しばらくすると同じような作業に飽きてしまい、手は止まりはじめ、分け方も適当になってきた。
しまいには、手当たり次第につっこんで終了。まあ、最初よりはマシ。
「・・・ふう」
息をつくと、心身ともに、疲れきっていたことに気づく。慣れないことをしたからだ。
つめこみ作業をほどこされた引き出しは差し引いて、床の上に、モノはほとんどなくなった。
スッキリして、さらに地味なわたしの部屋。
休憩。片づけの途中で発見したマンガを、顔の正面で、パラパラとめくる。
これは、たしか中学一年生の最初に、ハマっていたマンガだ。奥にしまいこんで、存在すら忘れていた。

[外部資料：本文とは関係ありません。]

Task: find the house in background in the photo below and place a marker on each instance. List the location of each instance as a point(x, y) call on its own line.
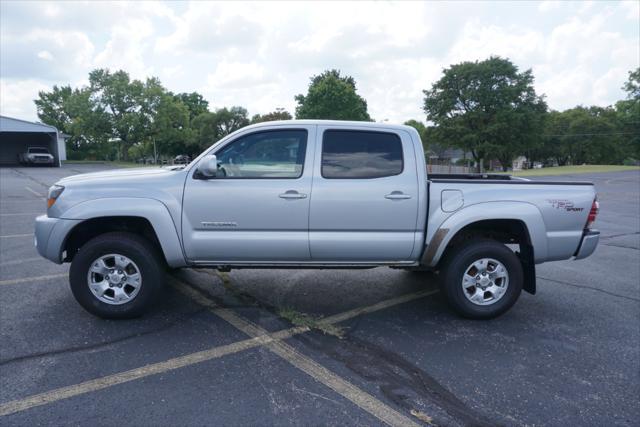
point(17, 135)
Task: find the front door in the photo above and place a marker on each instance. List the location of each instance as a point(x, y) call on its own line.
point(257, 208)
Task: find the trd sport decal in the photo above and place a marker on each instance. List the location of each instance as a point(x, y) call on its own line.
point(566, 205)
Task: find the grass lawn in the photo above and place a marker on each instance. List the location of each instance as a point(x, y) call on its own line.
point(571, 170)
point(104, 162)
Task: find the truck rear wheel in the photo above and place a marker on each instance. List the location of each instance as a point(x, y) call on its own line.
point(481, 279)
point(117, 275)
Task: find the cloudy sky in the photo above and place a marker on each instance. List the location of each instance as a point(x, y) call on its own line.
point(259, 55)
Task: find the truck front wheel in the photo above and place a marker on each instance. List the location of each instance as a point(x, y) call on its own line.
point(116, 275)
point(481, 279)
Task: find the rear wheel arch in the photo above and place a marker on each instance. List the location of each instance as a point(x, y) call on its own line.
point(505, 231)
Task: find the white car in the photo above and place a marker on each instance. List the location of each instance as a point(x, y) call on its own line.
point(36, 156)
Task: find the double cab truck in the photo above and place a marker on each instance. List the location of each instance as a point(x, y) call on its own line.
point(312, 194)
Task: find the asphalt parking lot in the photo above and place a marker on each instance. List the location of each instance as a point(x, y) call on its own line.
point(220, 350)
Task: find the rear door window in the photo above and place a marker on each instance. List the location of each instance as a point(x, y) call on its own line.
point(360, 154)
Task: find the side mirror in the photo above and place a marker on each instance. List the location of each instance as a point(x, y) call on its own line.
point(208, 166)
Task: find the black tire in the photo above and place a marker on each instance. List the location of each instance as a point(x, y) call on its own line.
point(455, 265)
point(137, 249)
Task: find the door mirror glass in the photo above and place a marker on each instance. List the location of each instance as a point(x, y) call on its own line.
point(208, 167)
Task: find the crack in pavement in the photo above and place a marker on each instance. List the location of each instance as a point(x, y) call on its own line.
point(589, 287)
point(363, 357)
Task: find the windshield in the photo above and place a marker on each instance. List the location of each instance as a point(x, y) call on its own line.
point(38, 150)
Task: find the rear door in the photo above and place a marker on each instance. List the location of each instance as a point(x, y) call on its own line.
point(365, 196)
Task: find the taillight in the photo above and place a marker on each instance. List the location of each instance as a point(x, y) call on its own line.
point(593, 213)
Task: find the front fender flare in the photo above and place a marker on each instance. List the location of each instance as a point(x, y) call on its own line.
point(152, 210)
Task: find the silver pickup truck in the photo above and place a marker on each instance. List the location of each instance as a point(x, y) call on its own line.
point(312, 194)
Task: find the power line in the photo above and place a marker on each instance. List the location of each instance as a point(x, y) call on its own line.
point(596, 134)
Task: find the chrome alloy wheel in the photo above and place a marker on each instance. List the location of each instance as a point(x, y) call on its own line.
point(114, 279)
point(485, 281)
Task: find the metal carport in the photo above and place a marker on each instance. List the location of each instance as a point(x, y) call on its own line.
point(16, 135)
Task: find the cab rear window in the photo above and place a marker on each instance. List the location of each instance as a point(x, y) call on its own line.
point(360, 154)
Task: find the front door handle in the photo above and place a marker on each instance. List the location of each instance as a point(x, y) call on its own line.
point(292, 194)
point(397, 195)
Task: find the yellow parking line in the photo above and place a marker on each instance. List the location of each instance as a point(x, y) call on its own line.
point(131, 375)
point(20, 261)
point(32, 279)
point(341, 317)
point(359, 397)
point(259, 337)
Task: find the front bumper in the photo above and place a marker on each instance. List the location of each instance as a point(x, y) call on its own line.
point(41, 160)
point(50, 236)
point(588, 244)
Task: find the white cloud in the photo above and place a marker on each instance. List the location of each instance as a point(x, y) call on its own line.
point(16, 98)
point(260, 54)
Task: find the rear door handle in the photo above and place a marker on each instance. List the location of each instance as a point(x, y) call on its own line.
point(292, 194)
point(397, 195)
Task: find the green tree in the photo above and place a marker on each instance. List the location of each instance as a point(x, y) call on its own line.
point(422, 131)
point(129, 103)
point(278, 114)
point(487, 108)
point(195, 103)
point(72, 112)
point(628, 113)
point(332, 96)
point(209, 128)
point(170, 133)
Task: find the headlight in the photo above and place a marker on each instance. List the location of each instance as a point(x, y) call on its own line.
point(54, 192)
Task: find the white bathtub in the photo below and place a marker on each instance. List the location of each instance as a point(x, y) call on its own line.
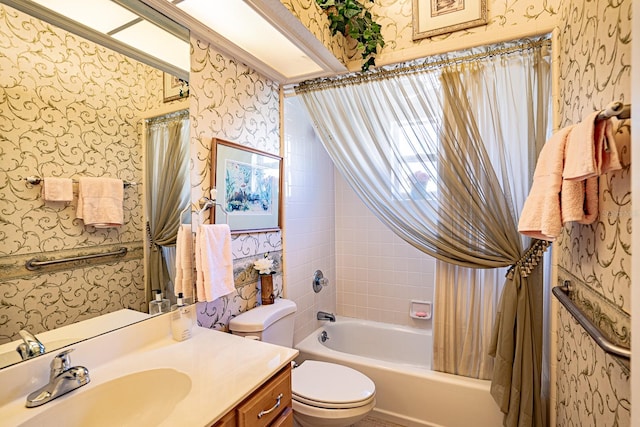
point(398, 360)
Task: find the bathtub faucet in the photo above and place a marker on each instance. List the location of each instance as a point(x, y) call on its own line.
point(323, 315)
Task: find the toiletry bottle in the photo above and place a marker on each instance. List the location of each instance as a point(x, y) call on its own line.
point(159, 304)
point(181, 320)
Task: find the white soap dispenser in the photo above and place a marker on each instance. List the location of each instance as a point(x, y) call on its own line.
point(181, 320)
point(158, 305)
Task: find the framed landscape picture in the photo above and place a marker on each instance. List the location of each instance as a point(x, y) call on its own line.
point(435, 17)
point(248, 185)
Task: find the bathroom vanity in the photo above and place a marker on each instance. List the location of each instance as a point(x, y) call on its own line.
point(141, 376)
point(268, 406)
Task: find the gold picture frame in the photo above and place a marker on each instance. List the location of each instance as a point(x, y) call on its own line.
point(173, 88)
point(435, 17)
point(248, 185)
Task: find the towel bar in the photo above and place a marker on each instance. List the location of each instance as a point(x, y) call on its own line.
point(34, 263)
point(607, 345)
point(35, 180)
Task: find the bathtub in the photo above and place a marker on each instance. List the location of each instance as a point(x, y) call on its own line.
point(398, 360)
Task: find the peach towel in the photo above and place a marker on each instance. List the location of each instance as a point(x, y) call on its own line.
point(57, 189)
point(591, 150)
point(184, 264)
point(100, 202)
point(214, 262)
point(541, 216)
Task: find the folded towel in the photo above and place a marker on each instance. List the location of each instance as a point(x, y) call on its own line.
point(579, 201)
point(541, 216)
point(214, 263)
point(591, 150)
point(100, 202)
point(57, 189)
point(184, 265)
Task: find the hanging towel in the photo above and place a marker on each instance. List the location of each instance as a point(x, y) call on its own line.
point(100, 202)
point(214, 263)
point(591, 150)
point(541, 216)
point(57, 189)
point(184, 264)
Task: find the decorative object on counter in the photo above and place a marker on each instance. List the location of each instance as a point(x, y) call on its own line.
point(248, 186)
point(351, 19)
point(434, 17)
point(181, 320)
point(265, 272)
point(159, 305)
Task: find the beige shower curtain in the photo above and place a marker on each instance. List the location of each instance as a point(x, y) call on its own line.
point(414, 147)
point(167, 191)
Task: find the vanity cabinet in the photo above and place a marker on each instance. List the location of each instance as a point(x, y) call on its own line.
point(261, 408)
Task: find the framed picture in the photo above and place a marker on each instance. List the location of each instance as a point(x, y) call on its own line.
point(434, 17)
point(248, 186)
point(173, 88)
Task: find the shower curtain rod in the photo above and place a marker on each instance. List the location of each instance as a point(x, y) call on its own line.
point(615, 109)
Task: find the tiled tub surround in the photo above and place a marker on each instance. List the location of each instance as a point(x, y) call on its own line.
point(223, 370)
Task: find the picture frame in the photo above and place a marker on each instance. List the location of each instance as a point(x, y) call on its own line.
point(248, 184)
point(435, 17)
point(173, 88)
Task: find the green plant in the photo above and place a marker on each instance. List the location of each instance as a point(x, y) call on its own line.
point(351, 19)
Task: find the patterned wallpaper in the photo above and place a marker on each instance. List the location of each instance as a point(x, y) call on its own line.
point(593, 387)
point(232, 102)
point(68, 108)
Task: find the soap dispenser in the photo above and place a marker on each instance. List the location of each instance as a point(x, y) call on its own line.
point(158, 305)
point(181, 320)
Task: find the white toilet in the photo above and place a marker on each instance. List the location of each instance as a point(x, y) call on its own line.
point(324, 394)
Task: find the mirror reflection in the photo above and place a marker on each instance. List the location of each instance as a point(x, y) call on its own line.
point(70, 108)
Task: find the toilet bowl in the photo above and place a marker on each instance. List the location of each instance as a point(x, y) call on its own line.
point(330, 395)
point(324, 394)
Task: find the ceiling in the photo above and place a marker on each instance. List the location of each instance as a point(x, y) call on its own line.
point(262, 34)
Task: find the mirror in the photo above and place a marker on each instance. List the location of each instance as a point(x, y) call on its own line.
point(70, 108)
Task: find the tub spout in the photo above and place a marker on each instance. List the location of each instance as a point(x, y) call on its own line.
point(323, 315)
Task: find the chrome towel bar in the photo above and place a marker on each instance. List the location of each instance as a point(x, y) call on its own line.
point(34, 263)
point(561, 292)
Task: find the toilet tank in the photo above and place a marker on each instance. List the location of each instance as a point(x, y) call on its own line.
point(271, 323)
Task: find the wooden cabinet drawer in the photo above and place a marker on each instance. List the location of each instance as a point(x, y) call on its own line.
point(266, 405)
point(285, 419)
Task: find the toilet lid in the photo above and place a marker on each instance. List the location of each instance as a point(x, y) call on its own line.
point(329, 385)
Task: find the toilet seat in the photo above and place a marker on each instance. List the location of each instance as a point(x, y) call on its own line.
point(331, 386)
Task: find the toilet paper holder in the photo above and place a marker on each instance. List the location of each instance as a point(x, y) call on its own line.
point(319, 281)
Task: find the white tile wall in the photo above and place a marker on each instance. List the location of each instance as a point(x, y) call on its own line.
point(373, 274)
point(378, 273)
point(309, 225)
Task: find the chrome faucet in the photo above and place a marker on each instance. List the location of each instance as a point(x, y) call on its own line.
point(31, 347)
point(62, 379)
point(323, 315)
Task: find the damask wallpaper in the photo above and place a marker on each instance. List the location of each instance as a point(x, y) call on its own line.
point(232, 102)
point(507, 19)
point(68, 108)
point(593, 387)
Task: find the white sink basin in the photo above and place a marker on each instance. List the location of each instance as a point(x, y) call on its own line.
point(143, 398)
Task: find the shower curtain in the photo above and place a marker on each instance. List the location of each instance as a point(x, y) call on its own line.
point(414, 144)
point(167, 192)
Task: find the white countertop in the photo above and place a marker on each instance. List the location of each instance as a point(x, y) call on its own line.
point(224, 369)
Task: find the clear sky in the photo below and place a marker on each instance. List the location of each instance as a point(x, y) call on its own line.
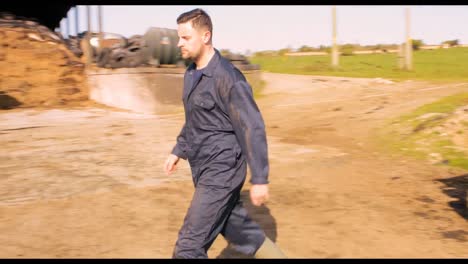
point(262, 27)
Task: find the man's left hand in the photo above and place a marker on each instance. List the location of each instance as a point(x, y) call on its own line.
point(259, 194)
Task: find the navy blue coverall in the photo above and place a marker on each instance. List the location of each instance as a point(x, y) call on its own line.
point(223, 132)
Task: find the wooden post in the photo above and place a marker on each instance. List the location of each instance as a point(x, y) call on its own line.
point(334, 46)
point(67, 28)
point(89, 53)
point(76, 21)
point(100, 28)
point(409, 44)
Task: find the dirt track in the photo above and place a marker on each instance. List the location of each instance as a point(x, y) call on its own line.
point(89, 183)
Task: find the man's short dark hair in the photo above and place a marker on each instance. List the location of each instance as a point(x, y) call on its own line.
point(199, 18)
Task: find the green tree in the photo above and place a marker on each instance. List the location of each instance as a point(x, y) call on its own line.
point(417, 43)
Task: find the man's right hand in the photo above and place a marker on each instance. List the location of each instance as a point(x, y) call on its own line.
point(171, 164)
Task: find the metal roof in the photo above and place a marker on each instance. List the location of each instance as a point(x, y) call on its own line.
point(48, 14)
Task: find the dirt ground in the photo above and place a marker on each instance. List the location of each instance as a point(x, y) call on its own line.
point(88, 182)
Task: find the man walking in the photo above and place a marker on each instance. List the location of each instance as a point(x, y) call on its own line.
point(223, 132)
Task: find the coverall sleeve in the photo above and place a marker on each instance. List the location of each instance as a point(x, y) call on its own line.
point(181, 146)
point(249, 128)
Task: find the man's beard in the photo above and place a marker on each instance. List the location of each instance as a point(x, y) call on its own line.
point(192, 57)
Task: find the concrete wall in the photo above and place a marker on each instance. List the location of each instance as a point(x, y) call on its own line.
point(145, 89)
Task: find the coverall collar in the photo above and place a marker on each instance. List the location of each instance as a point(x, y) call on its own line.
point(211, 66)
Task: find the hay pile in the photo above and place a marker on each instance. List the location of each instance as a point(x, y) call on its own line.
point(37, 69)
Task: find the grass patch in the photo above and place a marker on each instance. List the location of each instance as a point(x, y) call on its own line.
point(443, 65)
point(409, 134)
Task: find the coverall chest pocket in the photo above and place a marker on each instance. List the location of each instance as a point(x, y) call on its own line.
point(203, 112)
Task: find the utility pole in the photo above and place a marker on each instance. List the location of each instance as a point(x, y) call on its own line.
point(89, 54)
point(409, 44)
point(76, 21)
point(334, 46)
point(100, 28)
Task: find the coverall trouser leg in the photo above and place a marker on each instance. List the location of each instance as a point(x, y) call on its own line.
point(215, 210)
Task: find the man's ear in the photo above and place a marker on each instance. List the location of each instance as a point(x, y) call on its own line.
point(206, 37)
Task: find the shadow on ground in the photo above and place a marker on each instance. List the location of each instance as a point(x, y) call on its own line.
point(8, 102)
point(457, 187)
point(261, 215)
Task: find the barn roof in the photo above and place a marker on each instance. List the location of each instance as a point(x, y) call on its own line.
point(47, 13)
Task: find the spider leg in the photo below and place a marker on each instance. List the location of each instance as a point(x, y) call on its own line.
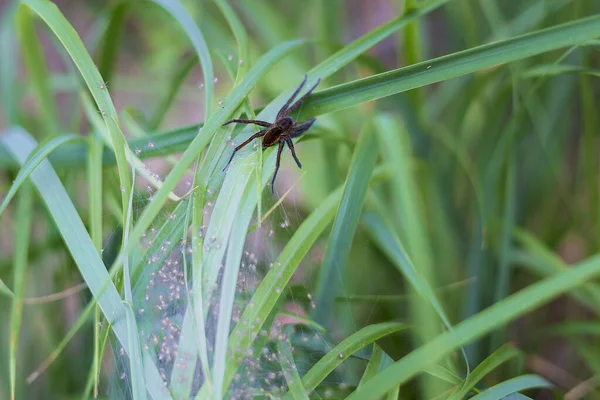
point(248, 121)
point(283, 111)
point(251, 138)
point(291, 146)
point(301, 99)
point(301, 128)
point(279, 150)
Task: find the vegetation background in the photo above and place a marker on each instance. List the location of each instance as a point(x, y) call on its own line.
point(440, 241)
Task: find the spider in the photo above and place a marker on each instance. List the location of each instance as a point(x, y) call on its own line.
point(281, 132)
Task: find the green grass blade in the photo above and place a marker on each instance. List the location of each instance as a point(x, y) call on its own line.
point(94, 185)
point(388, 242)
point(175, 83)
point(500, 356)
point(513, 385)
point(36, 157)
point(111, 40)
point(344, 226)
point(227, 298)
point(350, 345)
point(288, 366)
point(132, 159)
point(374, 364)
point(271, 288)
point(163, 143)
point(135, 355)
point(56, 21)
point(348, 53)
point(451, 66)
point(81, 321)
point(8, 88)
point(176, 9)
point(214, 123)
point(22, 229)
point(77, 240)
point(480, 324)
point(37, 68)
point(539, 258)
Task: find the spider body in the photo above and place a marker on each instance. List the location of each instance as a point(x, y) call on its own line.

バスケ部に入りたてのころ、アキと一緒に寄った本屋で、このバスケットマンガを見つけたのだ。
新鮮な、部活というひびき。
バッシュをキュッと鳴らす、体育館の床。
ざらついたボールの感触。
はじめてできた、先輩。
好奇心とやる気にみなぎっていたわたしは、迷うことなく、マンガを持ってレジへと向かったのだった。
あれからもう、一年以上がたつ。
ベッドの上に舞い戻ったわたしは、ページが黄色味をおびた一巻から順に、流し読みしていく。